Uno slittamento quanto mai opportuno. L'entrata in vigore della norma introdotta con il decreto anticorruzione dall'emendamento Bonafede, norma che congela la prescrizione dopo la sentenza di primo grado, mandando a quel paese ogni aspirazione a una ragionevole durata dei processi, arriverà solo a gennaio del 2020. Una vera fortuna per Beppe Grillo. Che, ieri, avrebbe visto confermata anche in appello la condanna a 4 mesi e al pagamento di cento euro di multa per la violazione dei sigilli di una baita in Val di Susa nel 2010, se i giudici torinesi - pur ritenendolo colpevole nel merito - non si fossero dovuti arrendere all'evidenza dell'intervenuta prescrizione.

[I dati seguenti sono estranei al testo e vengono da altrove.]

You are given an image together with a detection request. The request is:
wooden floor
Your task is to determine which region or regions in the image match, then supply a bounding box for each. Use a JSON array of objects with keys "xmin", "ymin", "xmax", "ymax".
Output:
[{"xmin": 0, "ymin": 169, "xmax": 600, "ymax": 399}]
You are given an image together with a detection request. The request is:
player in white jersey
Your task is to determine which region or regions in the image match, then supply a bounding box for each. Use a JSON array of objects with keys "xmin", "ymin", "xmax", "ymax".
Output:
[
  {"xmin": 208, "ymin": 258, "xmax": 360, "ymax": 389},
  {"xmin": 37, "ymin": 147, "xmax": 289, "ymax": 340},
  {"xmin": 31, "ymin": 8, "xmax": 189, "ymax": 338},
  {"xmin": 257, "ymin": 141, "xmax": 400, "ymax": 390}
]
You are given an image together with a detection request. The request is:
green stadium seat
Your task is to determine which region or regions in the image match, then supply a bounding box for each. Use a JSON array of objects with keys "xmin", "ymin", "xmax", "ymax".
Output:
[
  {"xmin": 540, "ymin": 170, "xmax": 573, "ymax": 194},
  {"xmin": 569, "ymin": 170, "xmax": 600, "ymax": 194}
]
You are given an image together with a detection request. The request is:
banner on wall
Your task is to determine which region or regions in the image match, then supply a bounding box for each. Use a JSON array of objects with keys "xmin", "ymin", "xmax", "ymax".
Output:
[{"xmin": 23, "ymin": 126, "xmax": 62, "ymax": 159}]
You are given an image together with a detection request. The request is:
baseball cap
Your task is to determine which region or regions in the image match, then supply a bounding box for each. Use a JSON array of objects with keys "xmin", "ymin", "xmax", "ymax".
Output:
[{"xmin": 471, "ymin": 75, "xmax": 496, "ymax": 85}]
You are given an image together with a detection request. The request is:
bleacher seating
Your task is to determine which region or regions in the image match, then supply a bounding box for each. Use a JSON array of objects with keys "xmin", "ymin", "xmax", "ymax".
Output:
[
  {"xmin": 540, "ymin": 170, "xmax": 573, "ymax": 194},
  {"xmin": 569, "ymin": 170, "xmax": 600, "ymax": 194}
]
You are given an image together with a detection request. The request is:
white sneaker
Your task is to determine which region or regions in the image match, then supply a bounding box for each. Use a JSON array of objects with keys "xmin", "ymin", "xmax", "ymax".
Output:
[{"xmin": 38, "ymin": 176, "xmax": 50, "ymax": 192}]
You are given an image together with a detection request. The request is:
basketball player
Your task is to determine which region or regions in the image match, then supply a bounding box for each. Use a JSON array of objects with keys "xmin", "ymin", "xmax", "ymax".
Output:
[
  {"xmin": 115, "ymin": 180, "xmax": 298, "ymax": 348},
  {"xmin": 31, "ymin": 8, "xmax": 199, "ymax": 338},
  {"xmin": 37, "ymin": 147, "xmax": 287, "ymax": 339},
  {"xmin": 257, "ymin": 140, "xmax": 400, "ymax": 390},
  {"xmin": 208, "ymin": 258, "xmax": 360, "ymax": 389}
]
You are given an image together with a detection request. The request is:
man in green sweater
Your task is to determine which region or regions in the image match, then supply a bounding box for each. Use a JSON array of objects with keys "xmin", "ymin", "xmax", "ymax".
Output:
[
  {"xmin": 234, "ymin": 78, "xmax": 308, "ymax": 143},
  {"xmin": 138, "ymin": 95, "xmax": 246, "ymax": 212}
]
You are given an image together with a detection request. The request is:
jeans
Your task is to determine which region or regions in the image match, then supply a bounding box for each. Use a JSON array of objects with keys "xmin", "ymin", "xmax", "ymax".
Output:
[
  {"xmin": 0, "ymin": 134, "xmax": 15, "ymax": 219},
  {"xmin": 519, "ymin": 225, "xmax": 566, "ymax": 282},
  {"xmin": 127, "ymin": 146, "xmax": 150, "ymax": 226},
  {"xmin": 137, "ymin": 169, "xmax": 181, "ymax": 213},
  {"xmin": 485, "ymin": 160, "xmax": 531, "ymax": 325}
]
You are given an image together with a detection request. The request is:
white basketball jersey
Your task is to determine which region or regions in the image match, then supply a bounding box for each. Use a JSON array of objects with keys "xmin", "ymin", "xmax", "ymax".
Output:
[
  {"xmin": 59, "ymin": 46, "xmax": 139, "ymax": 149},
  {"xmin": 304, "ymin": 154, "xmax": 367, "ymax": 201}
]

Grillo dunque si salva dalla norma voluta fortissimamente proprio dai grillini, che martellano da tempo sull'equivalenza tra prescrizione e colpevolezza ma che, ora, su social e agenzie se ne stanno ben zitti mentre vedono il loro fondatore e guru risparmiarsi una macchia sulla fedina penale proprio grazie a quell'odiato istituto giuridico che loro, invece, hanno voluto abbattere, prorogando potenzialmente all'infinito i processi. In futuro. Perché, appunto, la norma attende ancora di entrare in vigore. Tantomeno l'uomo che ha inventato i Cinquestelle ha scelto, trovandosi a processo, di rinunciare alla prescrizione, come forse motivi di opportunità politica avrebbero suggerito. Dunque Grillo incassa più che legittimamente una pronuncia di estinzione e va a casa sorridente, liberato da un gravame giudiziario. Non male, soprattutto considerando che i giudici della Corte d'appello di Torino, valutando i fatti avvenuti otto anni fa in quella baita con Grillo a comiziare di fronte a un gruppo di arrabbiatissimi No Tav, erano pronti a confermare la condanna scritta in primo grado, osservando che «i presupposti per una pronuncia assolutoria per motivi di merito» semplicemente «non sussistono». Così la condanna andrebbe confermata, argomentano le toghe, ma viene estinta causa prescrizione. Curioso che lo stesso destino - l'estinzione - aspetti, tra un annetto, proprio la stessa prescrizione.
Ovviamente la tempistica tra marketing politico anti-prescrizione da parte del governo gialloverde - ricordate poche settimane fa Di Maio minacciare che in caso di mancato accordo sarebbe «saltato il contratto»? - e scampato pericolo del padre del Movimento non è sfuggita a nessuno, al netto del già citato silenzio pentastellato. Per esempio, il deputato-avvocato azzurro Francesco Paolo Sisto ha ironizzato proprio sugli sforzi che Di Maio e i suoi hanno fatto negli ultimi mesi per «colpevolizzare» la prescrizione, chiedendo ai vertici M5S se a questo punto pure Beppe Grillo vada conteggiato «nella lista dei furbetti della prescrizione che sfuggono alla giustizia». Per il parlamentare di Fi, insomma, «questo caso è la prova provata di come il giustizialismo grillino, così carico di paradossi, finisca per rivelarsi un boomerang».
Anni di battaglie per la ragionevole durata dei processi polverizzate da una norma populista.
Che andrà a regime tra poco meno di 400 giorni. Abbastanza presto da far deprimere i garantisti. Abbastanza tardi da non infastidire Grillo, salvandolo non solo dai 4 mesi di condanna, ma da anni e anni di udienze, avvocati e carte bollate nel tempo a venire.